I want to proof that the function
$$ U(\alpha_1, \ldots, \alpha_k) = \frac{R^2 + M^2 \sum_{i=1}^k \alpha_i^2}{2 \sum_{i=1}^k \alpha_i} $$
is convex, for $R, M \geq 0$ and $\alpha_i > 0$. This function is the bound of $f_\text{best}^{(k)} - f_\star$ of the subgradient method mentioned here, but the text just states that the function is convex and I'm having trouble proving it.
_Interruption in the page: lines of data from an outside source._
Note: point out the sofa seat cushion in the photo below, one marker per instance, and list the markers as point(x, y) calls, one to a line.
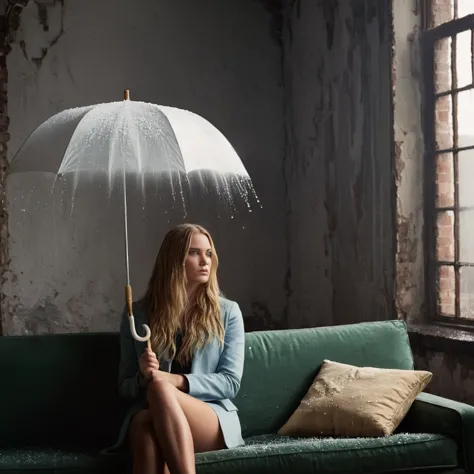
point(264, 454)
point(14, 461)
point(275, 454)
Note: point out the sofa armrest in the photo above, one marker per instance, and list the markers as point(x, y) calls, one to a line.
point(433, 414)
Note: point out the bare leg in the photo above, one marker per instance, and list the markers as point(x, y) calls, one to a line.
point(183, 426)
point(147, 455)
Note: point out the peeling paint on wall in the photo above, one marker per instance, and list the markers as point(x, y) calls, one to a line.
point(408, 169)
point(194, 56)
point(339, 161)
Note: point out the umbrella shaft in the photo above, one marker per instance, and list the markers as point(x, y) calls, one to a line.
point(125, 219)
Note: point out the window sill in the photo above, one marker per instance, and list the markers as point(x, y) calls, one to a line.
point(441, 338)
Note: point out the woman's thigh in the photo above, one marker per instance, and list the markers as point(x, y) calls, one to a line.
point(202, 419)
point(203, 422)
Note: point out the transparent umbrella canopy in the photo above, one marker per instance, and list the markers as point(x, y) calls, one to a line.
point(130, 141)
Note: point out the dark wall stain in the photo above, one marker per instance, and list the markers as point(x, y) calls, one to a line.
point(275, 8)
point(341, 176)
point(330, 8)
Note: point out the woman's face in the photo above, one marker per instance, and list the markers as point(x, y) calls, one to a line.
point(197, 263)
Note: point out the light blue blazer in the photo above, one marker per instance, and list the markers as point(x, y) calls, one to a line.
point(215, 375)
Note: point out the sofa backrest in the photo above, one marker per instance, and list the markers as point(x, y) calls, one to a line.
point(61, 390)
point(281, 365)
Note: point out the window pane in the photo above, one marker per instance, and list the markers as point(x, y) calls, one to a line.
point(466, 118)
point(463, 59)
point(465, 7)
point(446, 292)
point(466, 178)
point(442, 65)
point(444, 180)
point(442, 12)
point(467, 292)
point(466, 233)
point(445, 236)
point(443, 124)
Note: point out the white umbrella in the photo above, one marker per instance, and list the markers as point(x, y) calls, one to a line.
point(129, 138)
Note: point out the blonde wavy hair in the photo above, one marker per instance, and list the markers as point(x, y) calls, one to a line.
point(166, 298)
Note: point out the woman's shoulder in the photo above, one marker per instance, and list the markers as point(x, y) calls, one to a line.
point(229, 308)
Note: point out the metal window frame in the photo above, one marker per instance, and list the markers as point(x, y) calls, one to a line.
point(428, 41)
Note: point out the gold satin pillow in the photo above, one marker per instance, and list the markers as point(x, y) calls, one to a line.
point(345, 400)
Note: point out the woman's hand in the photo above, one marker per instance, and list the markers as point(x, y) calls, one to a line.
point(148, 364)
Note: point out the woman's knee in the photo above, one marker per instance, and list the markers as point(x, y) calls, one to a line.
point(141, 432)
point(159, 390)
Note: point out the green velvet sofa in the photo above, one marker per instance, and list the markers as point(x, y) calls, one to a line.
point(59, 407)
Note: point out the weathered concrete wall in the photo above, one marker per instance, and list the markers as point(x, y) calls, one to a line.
point(339, 161)
point(448, 354)
point(409, 156)
point(219, 59)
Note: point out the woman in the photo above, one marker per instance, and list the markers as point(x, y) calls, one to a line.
point(182, 396)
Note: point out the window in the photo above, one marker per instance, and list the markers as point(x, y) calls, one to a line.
point(448, 56)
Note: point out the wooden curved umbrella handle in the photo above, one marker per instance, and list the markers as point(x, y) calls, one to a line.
point(131, 319)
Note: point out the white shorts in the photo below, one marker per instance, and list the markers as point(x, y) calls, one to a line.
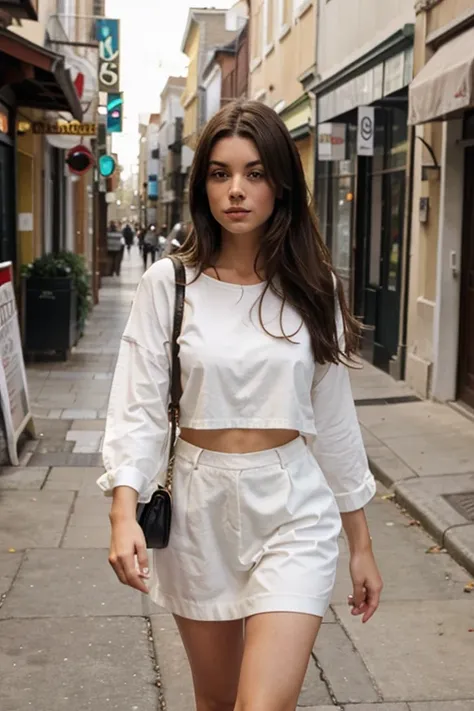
point(250, 533)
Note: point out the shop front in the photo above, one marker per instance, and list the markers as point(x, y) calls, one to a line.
point(442, 109)
point(299, 120)
point(7, 181)
point(361, 188)
point(32, 80)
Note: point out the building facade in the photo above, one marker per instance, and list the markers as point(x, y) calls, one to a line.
point(282, 56)
point(175, 158)
point(205, 30)
point(363, 161)
point(440, 360)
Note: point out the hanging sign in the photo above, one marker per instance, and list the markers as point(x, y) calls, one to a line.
point(107, 35)
point(331, 141)
point(64, 128)
point(365, 131)
point(13, 385)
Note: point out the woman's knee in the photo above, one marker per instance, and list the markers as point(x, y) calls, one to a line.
point(213, 703)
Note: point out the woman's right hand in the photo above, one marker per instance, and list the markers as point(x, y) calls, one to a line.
point(127, 545)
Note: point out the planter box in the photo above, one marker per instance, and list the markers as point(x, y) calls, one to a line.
point(50, 315)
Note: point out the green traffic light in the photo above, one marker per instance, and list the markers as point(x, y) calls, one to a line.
point(106, 166)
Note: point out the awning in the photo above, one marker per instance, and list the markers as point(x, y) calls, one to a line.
point(444, 88)
point(37, 76)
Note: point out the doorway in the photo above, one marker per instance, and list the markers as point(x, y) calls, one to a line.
point(466, 329)
point(7, 221)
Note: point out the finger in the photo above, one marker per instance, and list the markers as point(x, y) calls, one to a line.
point(118, 570)
point(142, 560)
point(132, 577)
point(373, 601)
point(359, 594)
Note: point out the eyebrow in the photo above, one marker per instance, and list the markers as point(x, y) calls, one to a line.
point(225, 165)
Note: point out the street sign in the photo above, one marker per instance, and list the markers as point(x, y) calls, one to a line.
point(365, 131)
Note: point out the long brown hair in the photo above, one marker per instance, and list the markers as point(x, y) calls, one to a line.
point(297, 263)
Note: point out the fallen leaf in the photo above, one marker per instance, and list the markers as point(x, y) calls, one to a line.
point(436, 549)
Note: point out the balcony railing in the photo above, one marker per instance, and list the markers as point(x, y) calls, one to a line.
point(22, 9)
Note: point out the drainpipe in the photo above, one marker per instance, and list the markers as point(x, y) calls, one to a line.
point(406, 290)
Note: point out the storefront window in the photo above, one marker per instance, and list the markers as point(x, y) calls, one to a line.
point(397, 138)
point(342, 205)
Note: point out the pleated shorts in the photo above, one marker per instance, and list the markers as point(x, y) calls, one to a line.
point(250, 533)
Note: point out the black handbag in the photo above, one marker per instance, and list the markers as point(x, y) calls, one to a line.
point(155, 516)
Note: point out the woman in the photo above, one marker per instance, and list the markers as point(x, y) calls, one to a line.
point(270, 456)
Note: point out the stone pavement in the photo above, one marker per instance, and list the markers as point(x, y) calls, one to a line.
point(71, 637)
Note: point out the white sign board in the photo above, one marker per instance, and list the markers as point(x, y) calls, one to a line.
point(13, 385)
point(366, 131)
point(331, 141)
point(25, 222)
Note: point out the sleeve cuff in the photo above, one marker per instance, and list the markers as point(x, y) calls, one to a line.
point(127, 476)
point(360, 497)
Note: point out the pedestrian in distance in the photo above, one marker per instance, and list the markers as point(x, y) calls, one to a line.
point(269, 463)
point(128, 235)
point(150, 245)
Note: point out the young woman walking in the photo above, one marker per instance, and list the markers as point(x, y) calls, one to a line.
point(270, 457)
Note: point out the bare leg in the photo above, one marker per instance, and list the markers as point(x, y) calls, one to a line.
point(214, 651)
point(277, 651)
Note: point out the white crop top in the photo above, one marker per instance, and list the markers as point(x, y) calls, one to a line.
point(234, 375)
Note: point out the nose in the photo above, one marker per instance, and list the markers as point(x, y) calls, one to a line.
point(236, 190)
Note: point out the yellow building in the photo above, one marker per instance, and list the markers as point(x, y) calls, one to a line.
point(440, 338)
point(282, 59)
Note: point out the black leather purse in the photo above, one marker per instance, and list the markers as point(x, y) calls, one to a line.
point(155, 516)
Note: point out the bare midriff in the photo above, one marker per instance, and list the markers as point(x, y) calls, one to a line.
point(238, 441)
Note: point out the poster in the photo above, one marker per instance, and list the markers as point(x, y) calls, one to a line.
point(13, 384)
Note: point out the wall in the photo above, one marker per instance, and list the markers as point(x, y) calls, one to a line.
point(213, 92)
point(359, 26)
point(432, 337)
point(281, 49)
point(189, 97)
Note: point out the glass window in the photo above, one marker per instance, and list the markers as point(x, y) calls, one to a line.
point(397, 148)
point(342, 206)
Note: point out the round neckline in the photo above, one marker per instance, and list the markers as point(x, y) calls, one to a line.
point(231, 285)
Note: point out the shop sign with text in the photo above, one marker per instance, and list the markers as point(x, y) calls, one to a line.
point(107, 35)
point(64, 128)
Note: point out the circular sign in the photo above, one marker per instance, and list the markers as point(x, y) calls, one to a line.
point(106, 166)
point(79, 159)
point(366, 128)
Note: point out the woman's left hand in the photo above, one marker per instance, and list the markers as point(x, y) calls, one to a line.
point(367, 584)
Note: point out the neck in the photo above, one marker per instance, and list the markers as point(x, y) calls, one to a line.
point(239, 252)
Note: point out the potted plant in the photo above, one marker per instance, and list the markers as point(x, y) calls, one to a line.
point(57, 299)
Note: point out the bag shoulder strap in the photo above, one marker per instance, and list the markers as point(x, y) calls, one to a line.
point(175, 381)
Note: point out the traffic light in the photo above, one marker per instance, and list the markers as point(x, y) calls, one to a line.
point(114, 112)
point(106, 165)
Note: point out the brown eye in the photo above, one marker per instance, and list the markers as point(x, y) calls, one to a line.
point(218, 174)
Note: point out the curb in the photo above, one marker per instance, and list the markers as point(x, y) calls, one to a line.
point(445, 537)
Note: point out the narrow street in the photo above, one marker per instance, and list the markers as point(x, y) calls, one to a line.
point(74, 638)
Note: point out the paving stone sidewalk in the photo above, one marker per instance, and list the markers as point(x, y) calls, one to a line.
point(71, 637)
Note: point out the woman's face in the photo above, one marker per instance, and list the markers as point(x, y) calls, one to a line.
point(240, 196)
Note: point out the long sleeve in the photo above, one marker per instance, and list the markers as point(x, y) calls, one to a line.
point(338, 446)
point(136, 433)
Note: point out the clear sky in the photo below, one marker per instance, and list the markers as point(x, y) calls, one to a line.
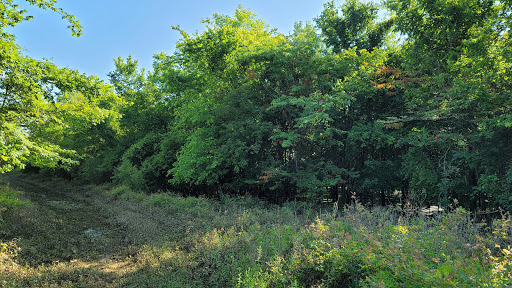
point(114, 28)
You can rewrite your function as $$U(\alpha) = \frac{R^2}{2} \cdot \frac{1}{\sum_{i=1}^k \alpha_i} + \frac{M^2}{2} \cdot \frac{\|\alpha\|_2^2}{\sum_{i=1}^k \alpha_i},\: \alpha \in \mathbb{R}^k,$$ and then prove convexity for $f(\alpha) = \frac{1}{\sum_{i=1}^k \alpha_i}$ and $g(\alpha) = \frac{\|\alpha\|_2^2}{\sum_{i=1}^k \alpha_i}$. For $f$ you can calculate the Hessian or use induction. For $g$, you can use this as pointed by @ErlonKelvim. Since multiplying by a positive constant preserves convexity and the sum of convex functions is again convex, the result follows.